The best we can achieve is therefore a minimum design. By this I mean something coherent that works for us, but with the use of proper code, will also work more or less for others. We may never know if that's true or not, but we can aim for success by studying HTML and CSS, learning what works and doesn't work for other platforms. The most common trick is to add CSS code that corrects a problem for IE5/Win users to do with the padding of boxes. Although users of IE6 can't see this problem themselves without installing IE5 as well, which has only just become possible, we can still apply the code incase people with IE5 visit our site. I worked with someone recently to perfect a page which was a right mess in IE5. From screenshots I eventually managed to get my code right.
From a design standpoint, we can use 'liquid' layouts - ones where the columns can stretch or shrink to fit the user's screen size. Test your design at different text sizes too. What if the user has their text set to 150% size? Does any of your content become unreadable, hidden from view? What if the user has switched off images? Can they still use your site?
Try font smoothing and ClearType if you can. The latter can make some fonts appear almost bold. What does that do to your design?
Consider also blind users. Does the text on your page make sense to them? Install a free speechreader and try it. Things like acronyms and ALT text on images can change the whole flow of your content - chances are, they'll be read out in full as well as the text.
Printers must also be considered. What does your page look like when printed out? It's a simple enough question, but have you thought about it? Or just assumed it would be OK? Write a print-only stylesheet so you can control the results. You can hide columns that don't make sense when printed out, enlarge text, change the font to something more suitable for printing, remove large graphics that would waste paper if they aren't essential, and much more. Make the text colours dark too. Yellow text won't look good printed out on white paper, if it's even visible at all.

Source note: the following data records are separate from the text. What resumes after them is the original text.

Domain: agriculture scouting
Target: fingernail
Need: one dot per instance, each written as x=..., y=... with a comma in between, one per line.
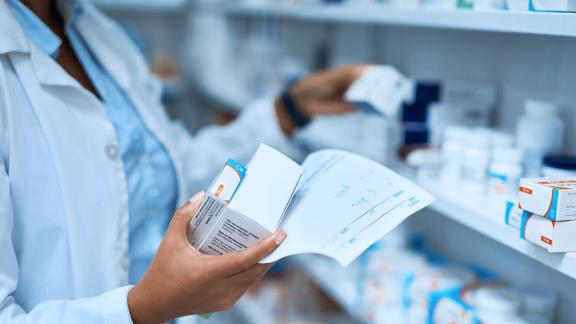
x=197, y=197
x=280, y=237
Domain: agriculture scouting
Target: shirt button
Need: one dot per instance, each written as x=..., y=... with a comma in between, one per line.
x=125, y=263
x=142, y=159
x=112, y=151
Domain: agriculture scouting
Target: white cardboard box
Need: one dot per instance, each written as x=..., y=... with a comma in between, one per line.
x=255, y=212
x=513, y=214
x=380, y=88
x=551, y=235
x=553, y=199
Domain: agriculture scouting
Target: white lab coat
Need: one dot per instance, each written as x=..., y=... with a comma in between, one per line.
x=63, y=194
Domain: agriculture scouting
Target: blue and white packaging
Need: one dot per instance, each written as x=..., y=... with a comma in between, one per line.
x=553, y=5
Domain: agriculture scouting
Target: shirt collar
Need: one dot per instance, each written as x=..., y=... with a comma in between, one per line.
x=37, y=31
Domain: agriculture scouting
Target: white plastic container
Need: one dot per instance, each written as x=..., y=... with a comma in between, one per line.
x=453, y=150
x=504, y=173
x=540, y=131
x=476, y=159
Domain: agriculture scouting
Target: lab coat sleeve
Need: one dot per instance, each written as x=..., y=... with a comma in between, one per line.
x=205, y=154
x=109, y=307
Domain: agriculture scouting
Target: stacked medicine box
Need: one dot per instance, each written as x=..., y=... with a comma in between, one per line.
x=545, y=213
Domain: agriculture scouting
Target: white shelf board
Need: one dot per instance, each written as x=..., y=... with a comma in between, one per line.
x=253, y=312
x=486, y=216
x=156, y=6
x=342, y=292
x=544, y=23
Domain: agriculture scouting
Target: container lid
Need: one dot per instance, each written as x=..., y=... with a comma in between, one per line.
x=565, y=162
x=501, y=139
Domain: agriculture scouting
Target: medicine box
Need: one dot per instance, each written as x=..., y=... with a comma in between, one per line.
x=260, y=197
x=381, y=89
x=513, y=214
x=551, y=235
x=553, y=5
x=553, y=199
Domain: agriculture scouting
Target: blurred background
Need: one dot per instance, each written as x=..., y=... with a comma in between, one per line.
x=493, y=100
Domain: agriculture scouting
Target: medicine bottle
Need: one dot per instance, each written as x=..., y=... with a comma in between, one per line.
x=540, y=131
x=452, y=151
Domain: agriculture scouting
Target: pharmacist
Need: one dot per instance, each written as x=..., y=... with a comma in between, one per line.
x=92, y=169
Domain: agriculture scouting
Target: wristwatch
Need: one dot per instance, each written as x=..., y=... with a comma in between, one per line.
x=293, y=109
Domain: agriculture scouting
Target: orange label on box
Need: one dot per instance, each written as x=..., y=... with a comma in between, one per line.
x=219, y=190
x=526, y=190
x=546, y=240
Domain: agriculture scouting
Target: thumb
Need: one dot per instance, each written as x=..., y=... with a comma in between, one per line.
x=184, y=214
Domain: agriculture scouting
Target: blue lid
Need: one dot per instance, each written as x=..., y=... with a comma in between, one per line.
x=565, y=162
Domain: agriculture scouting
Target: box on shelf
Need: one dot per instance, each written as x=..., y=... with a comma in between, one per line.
x=551, y=235
x=553, y=199
x=513, y=214
x=553, y=5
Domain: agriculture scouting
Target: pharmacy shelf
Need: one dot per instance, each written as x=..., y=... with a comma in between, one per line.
x=543, y=23
x=487, y=218
x=251, y=310
x=322, y=271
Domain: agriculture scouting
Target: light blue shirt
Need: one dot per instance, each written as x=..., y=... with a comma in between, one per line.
x=151, y=178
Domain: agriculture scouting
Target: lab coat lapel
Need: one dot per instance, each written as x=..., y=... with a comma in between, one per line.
x=77, y=130
x=15, y=40
x=115, y=52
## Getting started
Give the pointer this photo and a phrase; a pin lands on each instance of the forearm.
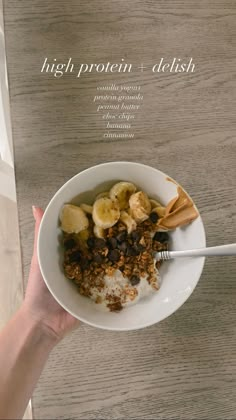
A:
(24, 350)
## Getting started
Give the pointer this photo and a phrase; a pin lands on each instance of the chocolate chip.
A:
(121, 236)
(123, 246)
(69, 243)
(136, 235)
(75, 256)
(139, 248)
(131, 252)
(112, 243)
(153, 217)
(98, 258)
(90, 242)
(114, 255)
(99, 243)
(161, 237)
(134, 280)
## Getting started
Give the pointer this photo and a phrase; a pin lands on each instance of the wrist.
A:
(36, 328)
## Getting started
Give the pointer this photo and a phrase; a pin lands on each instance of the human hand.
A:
(39, 304)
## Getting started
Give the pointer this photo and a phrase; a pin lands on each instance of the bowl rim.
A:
(64, 306)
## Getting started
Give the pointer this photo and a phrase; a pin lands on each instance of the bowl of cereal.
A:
(97, 243)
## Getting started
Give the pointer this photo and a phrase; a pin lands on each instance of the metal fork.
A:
(222, 250)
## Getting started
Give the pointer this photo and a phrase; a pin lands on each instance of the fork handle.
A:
(203, 252)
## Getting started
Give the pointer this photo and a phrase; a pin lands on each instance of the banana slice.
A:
(84, 235)
(99, 232)
(128, 221)
(122, 192)
(106, 212)
(154, 203)
(161, 211)
(87, 208)
(73, 219)
(140, 206)
(102, 194)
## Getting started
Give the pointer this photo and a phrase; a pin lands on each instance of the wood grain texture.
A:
(184, 367)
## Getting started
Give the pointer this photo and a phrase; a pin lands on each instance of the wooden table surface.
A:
(184, 367)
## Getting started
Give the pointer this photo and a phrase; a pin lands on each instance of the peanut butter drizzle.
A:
(179, 211)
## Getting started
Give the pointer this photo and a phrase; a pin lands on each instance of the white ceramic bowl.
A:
(179, 277)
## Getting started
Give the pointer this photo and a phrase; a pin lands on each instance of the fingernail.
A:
(34, 211)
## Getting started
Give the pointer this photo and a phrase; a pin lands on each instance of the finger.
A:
(38, 214)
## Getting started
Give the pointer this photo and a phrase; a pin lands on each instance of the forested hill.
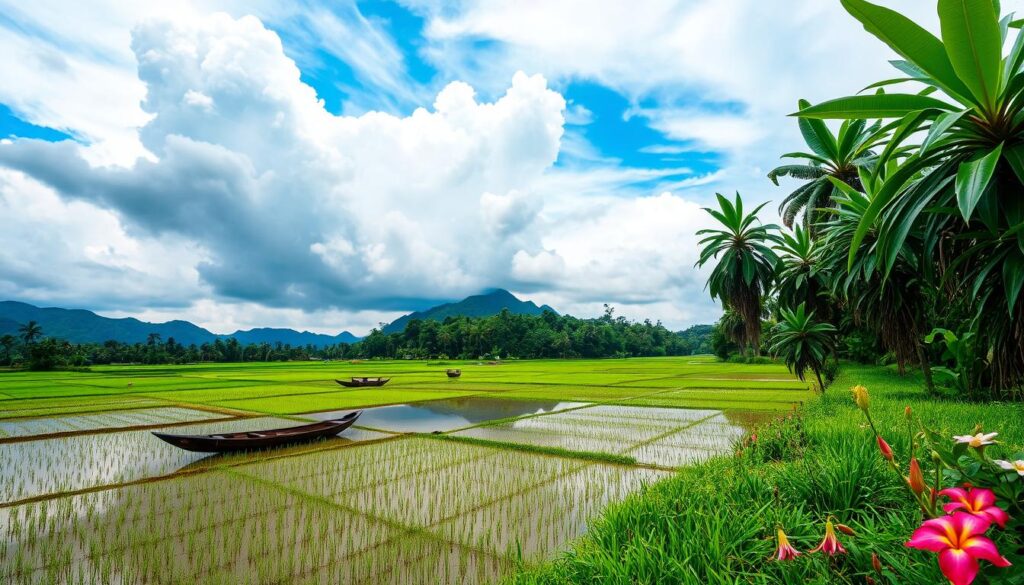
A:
(477, 305)
(80, 326)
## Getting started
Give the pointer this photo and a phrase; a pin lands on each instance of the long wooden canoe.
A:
(359, 382)
(232, 442)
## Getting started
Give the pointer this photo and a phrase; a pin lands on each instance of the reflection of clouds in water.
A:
(448, 414)
(95, 421)
(47, 466)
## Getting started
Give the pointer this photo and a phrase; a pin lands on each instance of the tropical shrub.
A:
(952, 207)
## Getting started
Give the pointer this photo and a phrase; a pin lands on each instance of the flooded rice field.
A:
(463, 489)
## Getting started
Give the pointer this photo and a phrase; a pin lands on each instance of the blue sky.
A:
(171, 160)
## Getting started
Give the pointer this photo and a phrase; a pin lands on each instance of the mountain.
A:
(270, 335)
(476, 305)
(79, 326)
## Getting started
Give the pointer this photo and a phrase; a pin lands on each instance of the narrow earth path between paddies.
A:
(468, 479)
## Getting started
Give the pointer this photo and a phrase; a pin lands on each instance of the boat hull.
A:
(364, 382)
(236, 442)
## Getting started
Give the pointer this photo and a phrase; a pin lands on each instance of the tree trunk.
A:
(926, 368)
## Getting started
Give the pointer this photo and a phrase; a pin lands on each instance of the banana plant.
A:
(745, 268)
(961, 351)
(960, 184)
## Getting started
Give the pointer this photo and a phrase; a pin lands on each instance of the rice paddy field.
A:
(441, 481)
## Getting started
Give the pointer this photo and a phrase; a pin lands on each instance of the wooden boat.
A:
(358, 382)
(232, 442)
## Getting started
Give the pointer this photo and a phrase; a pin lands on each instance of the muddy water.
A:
(445, 414)
(53, 465)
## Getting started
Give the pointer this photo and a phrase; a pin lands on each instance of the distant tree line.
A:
(504, 335)
(545, 335)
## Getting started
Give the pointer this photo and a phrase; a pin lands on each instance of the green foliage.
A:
(838, 157)
(506, 335)
(714, 523)
(948, 212)
(803, 342)
(745, 267)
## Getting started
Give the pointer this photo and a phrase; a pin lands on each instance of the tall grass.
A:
(715, 523)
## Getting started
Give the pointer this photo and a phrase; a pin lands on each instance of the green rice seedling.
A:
(102, 420)
(35, 468)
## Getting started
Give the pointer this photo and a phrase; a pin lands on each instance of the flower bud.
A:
(916, 479)
(887, 451)
(860, 397)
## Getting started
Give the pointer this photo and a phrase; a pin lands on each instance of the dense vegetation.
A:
(716, 523)
(909, 225)
(501, 336)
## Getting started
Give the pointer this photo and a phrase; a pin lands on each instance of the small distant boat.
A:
(233, 442)
(357, 382)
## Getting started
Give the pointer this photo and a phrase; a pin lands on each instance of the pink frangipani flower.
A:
(960, 541)
(977, 441)
(977, 501)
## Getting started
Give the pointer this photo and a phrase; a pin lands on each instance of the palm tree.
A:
(747, 267)
(800, 278)
(894, 307)
(832, 156)
(803, 342)
(960, 187)
(30, 332)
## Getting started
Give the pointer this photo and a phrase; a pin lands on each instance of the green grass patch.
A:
(714, 521)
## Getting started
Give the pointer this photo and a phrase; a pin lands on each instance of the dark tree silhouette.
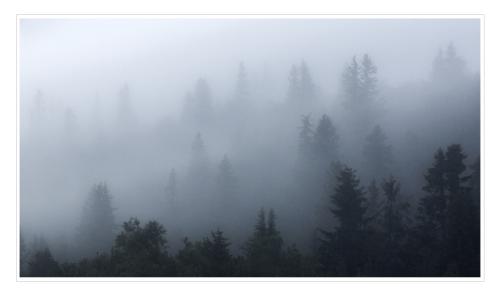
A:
(263, 250)
(97, 224)
(226, 181)
(342, 250)
(377, 154)
(42, 264)
(141, 251)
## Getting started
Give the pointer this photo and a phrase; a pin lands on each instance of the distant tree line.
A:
(374, 233)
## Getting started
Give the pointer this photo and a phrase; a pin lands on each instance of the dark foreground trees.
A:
(372, 233)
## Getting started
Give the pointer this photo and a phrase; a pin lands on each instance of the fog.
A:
(128, 102)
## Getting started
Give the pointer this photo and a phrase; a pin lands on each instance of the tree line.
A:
(375, 233)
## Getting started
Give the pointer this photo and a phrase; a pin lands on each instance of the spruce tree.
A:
(226, 181)
(346, 241)
(96, 231)
(377, 154)
(325, 142)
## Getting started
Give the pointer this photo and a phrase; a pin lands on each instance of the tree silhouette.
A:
(96, 229)
(141, 251)
(346, 240)
(377, 154)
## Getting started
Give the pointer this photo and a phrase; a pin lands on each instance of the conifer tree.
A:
(377, 154)
(325, 142)
(226, 181)
(346, 240)
(172, 187)
(96, 229)
(242, 91)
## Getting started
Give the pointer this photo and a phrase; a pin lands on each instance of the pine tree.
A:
(448, 220)
(351, 86)
(368, 80)
(172, 187)
(42, 264)
(307, 87)
(448, 66)
(242, 90)
(360, 91)
(226, 181)
(96, 229)
(216, 250)
(346, 241)
(264, 249)
(377, 154)
(125, 116)
(325, 142)
(293, 93)
(141, 251)
(199, 164)
(395, 229)
(306, 134)
(198, 104)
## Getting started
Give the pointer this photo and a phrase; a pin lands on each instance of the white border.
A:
(480, 17)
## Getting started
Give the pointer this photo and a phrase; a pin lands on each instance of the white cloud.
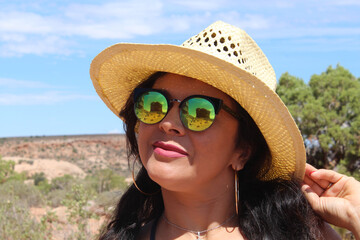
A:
(115, 131)
(13, 83)
(46, 98)
(202, 5)
(50, 31)
(345, 2)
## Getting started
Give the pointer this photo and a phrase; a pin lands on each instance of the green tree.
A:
(327, 112)
(6, 169)
(77, 201)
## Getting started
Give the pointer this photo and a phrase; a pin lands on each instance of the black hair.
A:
(275, 209)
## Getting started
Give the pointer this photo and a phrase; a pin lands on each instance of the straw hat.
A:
(223, 56)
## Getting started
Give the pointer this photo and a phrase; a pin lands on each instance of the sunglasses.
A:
(197, 112)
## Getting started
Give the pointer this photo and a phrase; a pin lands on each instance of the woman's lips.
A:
(168, 150)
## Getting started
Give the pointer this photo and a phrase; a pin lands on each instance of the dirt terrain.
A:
(58, 155)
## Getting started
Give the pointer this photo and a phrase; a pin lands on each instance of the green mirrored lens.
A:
(151, 107)
(197, 114)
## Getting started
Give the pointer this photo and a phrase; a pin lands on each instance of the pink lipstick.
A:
(168, 150)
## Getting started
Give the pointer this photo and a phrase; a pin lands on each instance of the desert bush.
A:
(104, 180)
(54, 198)
(28, 194)
(38, 177)
(16, 223)
(6, 169)
(77, 201)
(108, 200)
(63, 183)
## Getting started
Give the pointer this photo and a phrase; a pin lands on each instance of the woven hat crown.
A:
(235, 46)
(224, 57)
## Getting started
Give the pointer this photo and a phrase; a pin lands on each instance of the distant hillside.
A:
(88, 152)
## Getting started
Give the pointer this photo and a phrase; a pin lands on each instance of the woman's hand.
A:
(335, 197)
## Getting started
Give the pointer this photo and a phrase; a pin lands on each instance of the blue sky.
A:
(46, 48)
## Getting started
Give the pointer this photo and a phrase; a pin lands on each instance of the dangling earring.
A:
(236, 192)
(137, 187)
(136, 128)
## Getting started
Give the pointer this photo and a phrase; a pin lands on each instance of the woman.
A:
(221, 156)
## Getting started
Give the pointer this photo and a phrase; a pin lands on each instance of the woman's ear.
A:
(241, 157)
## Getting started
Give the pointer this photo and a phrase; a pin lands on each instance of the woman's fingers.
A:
(313, 185)
(309, 173)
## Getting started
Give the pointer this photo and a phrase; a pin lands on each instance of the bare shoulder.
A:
(144, 233)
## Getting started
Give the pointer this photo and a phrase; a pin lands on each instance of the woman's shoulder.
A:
(145, 231)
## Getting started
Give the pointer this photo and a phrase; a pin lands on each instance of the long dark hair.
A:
(274, 209)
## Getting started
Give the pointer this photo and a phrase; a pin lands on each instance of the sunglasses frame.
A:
(216, 102)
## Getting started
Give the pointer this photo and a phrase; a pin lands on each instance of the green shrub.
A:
(16, 223)
(55, 197)
(108, 200)
(6, 169)
(38, 178)
(28, 194)
(104, 180)
(63, 183)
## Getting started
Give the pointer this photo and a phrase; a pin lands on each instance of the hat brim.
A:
(117, 70)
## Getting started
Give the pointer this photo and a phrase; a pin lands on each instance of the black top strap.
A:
(153, 229)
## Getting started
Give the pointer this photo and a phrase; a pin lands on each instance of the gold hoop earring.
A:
(137, 187)
(136, 128)
(236, 192)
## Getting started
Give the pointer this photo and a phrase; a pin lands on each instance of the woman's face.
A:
(179, 159)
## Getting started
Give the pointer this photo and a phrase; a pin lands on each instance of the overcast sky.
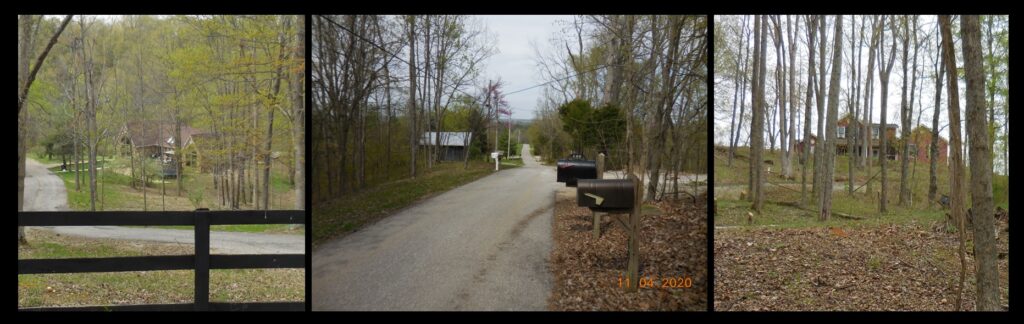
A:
(515, 62)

When designing your next layout, try sketching out a rough first on paper. Then make it as simple as you can on the screen. Complex layouts are much harder to maintain, and likely to break in other browsers, especially if they rely on pixel-precise elements. Design flexibly too, allowing for future changes you might make later, like adding another column, or making an existing one wider.
By working on a minimum design we can avoid getting carried away, creating a page that really only works in the current version of your favourite browser. That's likely to be obsolete in a few years anyway. Do you want your pages to be obsolete too?
How To Change Font Smoothing in Windows
Right-click on the desktop and select Properties. Click on the Appearance tab and then the Effects button. Tick the box next to "Use the following method to smooth edges of screen fonts". Make sure 'Standard' is selected on the drop down menu. This is for XP - 98 users might just have the tick box only. Then click the OK button.
To use ClearType in Windows, follow the same procedure above, but select 'ClearType' from the drop-down menu.